The plane hit more turbulence and Ziggy’s hands slid off his chest. I put them back again.
He finally said, ‘If McGraw’s warning got through, they’ve scrammed the reactor and skedaddled. That means there’s nobody there to help the compliance folks.’
‘To do what?’
‘Grab the plutonium and head for high ground. And they can’t because it’s radioactive. They’ll need all sorts of protection and that takes time. So they’ve got to try another way to keep us away. Compliance fighters, most likely.’
‘What do you want to be the sky will be filled with them within the hour?’
Orlando frowned. ‘I’m not a betting man. Besides, even if I was, I’d lose that one.’
Turns out, I was about right. Approximately twenty minutes from the target, the Messerschmitt’s jumped us. ‘Jump’ isn’t the right word; the squadron of Me109’s surrounded us like an inescapable escort; above, behind, side to side and below. The lead aircraft, probably the squadron commander, floated just off our starboard wing, his cockpit lights up full, like always.
‘Déjà vu,’ Ava said.
I waved at the pilot and said through my frozen smile. ‘Ready back there, Orlando?’
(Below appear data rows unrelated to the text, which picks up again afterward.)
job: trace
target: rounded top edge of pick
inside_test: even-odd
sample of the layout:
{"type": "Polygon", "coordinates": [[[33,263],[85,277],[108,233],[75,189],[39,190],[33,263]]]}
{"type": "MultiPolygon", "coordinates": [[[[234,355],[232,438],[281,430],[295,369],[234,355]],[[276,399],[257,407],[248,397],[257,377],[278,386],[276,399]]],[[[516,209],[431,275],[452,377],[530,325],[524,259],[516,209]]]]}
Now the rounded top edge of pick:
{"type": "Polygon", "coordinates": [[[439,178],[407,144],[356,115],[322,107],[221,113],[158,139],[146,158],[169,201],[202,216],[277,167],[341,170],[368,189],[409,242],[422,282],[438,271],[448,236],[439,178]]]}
Orlando said, ‘Whenever you are.’
I turned up the flight deck lights full so that the Luftwaffe pilot could see Herr Inspector Bauer and Hauptman Eiger leaning over the navigator’s chart table, heads down, seeming to examine the maps. Propping up the dead Kampfschwimmer had been relatively easy. Mason, an experienced sailor, lashed the body’s arms, trunk and hips to the table so that he appeared natural standing there. Bauer’s body was the problem. Half of his skull was gone, but thank God for his snap brim fedora. Pulled just right over his right eyebrow, it hid the exit wound perfectly.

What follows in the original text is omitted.